A partir disso surgem duas formas de aplicação da equidade: a valorativa (ou de valor) e a integrativa.

O brilhante doutrinador Sílvio Venosa leciona sobre a equidade de valor:

“Tratamos aqui da equidade na aplicação do Direito e em sua interpretação, se bem que o legislador não pode olvidar seus princípios, em que a equidade necessariamente deve ser utilizada para que a lei surja no sentido da justiça.  A equidade não é só o abrandamento da norma em um caso concreto, como também sentimento que brota no âmago do julgador. Como seu conceito é filosófico, dá margem a várias concepções(…). Entendamos, porém, que a equidade é antes de mais nada uma posição filosófica; que cada aplicador do direito dará uma valoração própria, mas com a mesma finalidade de abrandamento da norma. Indubitavelmente, há muito de subjetivismo do intérprete em sua utilização”  (VENOSA, Sílvio de Salvo. Direito Civil-parte geral. São Paulo: ed.Atlas. 2001. p.47, grifamos). 

A partir dessa premissa, pode-se notar que a equidade valorativa é aquela ampla e incerta, mas aplicada como medida de justiça ao analisar um caso em concreto. 

Não é gerar um precedente ou motivar uma nova lei, mas considerar critérios valorativos para julgamento de um fato que está em conflito. É algo tão abrangente que naturalmente se aplica em quaisquer casos levados ao poder judiciário. O valor da individualidade do caso aplicando-se a equidade valorativa é presente. 

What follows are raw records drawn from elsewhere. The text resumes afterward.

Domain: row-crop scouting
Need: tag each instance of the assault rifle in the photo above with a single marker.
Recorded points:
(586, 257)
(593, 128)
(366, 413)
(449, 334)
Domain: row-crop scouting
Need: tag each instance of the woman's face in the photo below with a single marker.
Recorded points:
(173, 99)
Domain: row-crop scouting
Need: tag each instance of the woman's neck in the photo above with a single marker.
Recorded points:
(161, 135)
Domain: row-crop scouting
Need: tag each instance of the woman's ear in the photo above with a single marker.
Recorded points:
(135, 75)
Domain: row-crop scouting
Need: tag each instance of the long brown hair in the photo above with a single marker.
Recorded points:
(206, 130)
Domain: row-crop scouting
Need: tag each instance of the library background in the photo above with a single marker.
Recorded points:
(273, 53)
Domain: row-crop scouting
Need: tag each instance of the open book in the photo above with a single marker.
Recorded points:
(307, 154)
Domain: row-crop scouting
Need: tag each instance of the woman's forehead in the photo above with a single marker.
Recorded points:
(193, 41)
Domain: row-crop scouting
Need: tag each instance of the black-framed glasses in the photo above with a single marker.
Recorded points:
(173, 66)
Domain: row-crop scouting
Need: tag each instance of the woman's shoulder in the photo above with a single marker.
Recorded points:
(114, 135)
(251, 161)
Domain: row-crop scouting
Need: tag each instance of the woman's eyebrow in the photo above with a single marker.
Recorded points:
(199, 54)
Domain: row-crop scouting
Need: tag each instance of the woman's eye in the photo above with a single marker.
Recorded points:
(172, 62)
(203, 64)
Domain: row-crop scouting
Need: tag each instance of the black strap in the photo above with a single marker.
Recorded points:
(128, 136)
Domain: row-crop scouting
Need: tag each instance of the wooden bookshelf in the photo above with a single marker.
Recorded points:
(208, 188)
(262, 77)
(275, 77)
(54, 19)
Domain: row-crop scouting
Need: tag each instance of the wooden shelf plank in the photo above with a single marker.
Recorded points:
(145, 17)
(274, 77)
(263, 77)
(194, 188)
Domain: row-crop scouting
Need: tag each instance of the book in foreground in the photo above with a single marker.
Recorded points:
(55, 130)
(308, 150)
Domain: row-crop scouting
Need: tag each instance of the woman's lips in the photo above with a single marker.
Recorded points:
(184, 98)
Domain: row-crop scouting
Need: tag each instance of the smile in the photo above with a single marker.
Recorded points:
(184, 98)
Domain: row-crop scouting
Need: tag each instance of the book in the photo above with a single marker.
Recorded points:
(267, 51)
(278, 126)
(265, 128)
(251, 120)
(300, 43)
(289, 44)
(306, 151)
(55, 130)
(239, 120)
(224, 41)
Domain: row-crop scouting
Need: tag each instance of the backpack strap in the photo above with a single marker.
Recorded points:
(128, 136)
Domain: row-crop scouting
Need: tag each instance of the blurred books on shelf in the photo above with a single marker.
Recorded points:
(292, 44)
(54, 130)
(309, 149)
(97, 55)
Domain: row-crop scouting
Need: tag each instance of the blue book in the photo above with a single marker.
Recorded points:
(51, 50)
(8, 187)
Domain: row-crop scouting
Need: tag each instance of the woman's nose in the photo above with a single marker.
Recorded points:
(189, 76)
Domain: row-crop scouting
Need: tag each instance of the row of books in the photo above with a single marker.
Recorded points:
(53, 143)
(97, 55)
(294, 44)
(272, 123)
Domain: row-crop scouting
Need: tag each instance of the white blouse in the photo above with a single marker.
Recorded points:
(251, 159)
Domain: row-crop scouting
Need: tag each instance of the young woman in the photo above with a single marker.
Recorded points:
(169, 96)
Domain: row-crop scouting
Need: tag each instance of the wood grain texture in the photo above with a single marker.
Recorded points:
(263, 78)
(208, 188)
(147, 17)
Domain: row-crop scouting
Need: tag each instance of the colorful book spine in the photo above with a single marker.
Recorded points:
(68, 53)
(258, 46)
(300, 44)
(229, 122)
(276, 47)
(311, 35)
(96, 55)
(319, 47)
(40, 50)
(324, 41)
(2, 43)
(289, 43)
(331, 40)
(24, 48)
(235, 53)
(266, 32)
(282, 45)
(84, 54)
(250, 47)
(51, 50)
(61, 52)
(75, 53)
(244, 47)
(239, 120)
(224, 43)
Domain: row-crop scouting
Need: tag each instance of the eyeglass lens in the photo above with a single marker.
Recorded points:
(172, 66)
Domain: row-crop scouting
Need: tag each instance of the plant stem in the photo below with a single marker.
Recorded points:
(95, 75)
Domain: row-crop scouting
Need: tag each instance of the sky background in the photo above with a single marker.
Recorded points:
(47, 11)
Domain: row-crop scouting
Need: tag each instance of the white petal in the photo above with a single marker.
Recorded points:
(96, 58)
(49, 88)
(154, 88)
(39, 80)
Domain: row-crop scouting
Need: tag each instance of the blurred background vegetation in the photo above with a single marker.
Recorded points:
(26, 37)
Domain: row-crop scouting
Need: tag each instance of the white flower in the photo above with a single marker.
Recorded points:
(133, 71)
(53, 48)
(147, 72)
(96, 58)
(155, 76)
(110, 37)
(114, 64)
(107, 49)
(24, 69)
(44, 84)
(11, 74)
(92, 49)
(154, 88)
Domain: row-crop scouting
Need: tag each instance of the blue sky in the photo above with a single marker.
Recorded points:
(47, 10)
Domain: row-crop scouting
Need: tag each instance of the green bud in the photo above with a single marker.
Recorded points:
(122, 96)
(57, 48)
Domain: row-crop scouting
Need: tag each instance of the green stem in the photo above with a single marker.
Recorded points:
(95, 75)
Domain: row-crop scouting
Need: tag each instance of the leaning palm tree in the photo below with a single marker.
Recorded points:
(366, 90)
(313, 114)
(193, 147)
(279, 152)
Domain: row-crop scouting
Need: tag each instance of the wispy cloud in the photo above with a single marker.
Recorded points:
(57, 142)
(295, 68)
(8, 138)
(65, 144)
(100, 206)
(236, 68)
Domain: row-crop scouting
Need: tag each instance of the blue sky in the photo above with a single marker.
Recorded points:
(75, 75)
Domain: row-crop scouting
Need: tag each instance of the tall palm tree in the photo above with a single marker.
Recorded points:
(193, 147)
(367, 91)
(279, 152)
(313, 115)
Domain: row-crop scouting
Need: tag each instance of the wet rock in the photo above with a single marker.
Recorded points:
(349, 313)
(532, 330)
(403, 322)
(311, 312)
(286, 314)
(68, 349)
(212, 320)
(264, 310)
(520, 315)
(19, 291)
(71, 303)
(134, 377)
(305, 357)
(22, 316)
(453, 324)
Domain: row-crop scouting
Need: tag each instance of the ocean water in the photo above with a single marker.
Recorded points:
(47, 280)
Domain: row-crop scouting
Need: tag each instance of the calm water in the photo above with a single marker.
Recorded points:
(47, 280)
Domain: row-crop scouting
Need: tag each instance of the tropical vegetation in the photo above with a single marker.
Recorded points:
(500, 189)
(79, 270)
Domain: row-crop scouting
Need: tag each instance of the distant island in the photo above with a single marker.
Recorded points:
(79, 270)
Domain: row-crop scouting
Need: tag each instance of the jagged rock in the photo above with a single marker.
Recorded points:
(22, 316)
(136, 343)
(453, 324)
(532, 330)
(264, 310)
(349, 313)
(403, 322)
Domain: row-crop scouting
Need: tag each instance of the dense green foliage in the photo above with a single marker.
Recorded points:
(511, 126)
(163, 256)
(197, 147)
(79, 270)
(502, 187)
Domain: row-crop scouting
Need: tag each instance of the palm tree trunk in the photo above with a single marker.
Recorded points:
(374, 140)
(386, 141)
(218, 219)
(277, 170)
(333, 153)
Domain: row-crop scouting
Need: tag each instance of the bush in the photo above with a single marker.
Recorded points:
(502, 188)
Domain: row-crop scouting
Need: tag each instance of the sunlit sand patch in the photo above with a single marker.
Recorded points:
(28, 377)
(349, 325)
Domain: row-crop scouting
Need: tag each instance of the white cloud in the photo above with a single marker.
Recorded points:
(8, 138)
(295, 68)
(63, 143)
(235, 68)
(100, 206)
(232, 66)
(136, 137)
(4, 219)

Luiz Fux brilhantemente ensina que:

“Substancialmente, o juiz ao decidir o mérito, deve adotar a “solução que reputar mais justa e equânime, atendendo aos fins sociais da lei e às exigências do bem comum.” Nesse particular, a lei, utilizando-se de conceitos juridicamente indeterminados, autoriza o juiz a inverter o velho silogismo e adotar a solução justa para depois vesti-la com a regra legal aplicável à luz da equidade e das exigências do bem comum. Assim, o juiz deve levar em consideração não apenas a letra da lei, senão ambiente em que ela vai ser aplicada, amoldando-a às novas realidades, sem contudo estar autorizado a decidir contra legem, Essa regra in procedendo funciona com plenitude quando há lacunas na lei” (FUX, Luiz. Curso de Direito Processual Civil. Rio de Janeiro: ed.Forense. 2001. pp.479-480, grifamos).

Já no que diz respeito à equidade integrativa, Sérgio Cavalieri, doutrinador civilista, explica utilizando ensinamentos de Aristóteles:

“Segundo Aristóteles, a equidade tem uma função integradora e outra corretiva. A primeira tem lugar quando há vazio ou lacuna na lei, caso em que o juiz pode usar a equidade para resolver o caso, sem chegar ao ponto de criar uma norma, como se fosse o legislador. Essa equidade integradora ou supridora de lacuna permite ao juiz, partindo das circunstâncias do caso específico que está enfrentando, chegar a uma conclusão, independentemente da necessidade de criar uma norma. Deve o juiz procurar expressar, na solução do caso, aquilo que corresponda a uma idéia de justiça da consciência média, que está presente na comunidade. Será, em suma, a justiça do caso concreto, um julgamento justo, temperado, fundado no sentimento comum de justiça. Aquilo que o próprio legislador diria se tivesse presente; o que teria incluído na lei se tivesse conhecimento do caso” 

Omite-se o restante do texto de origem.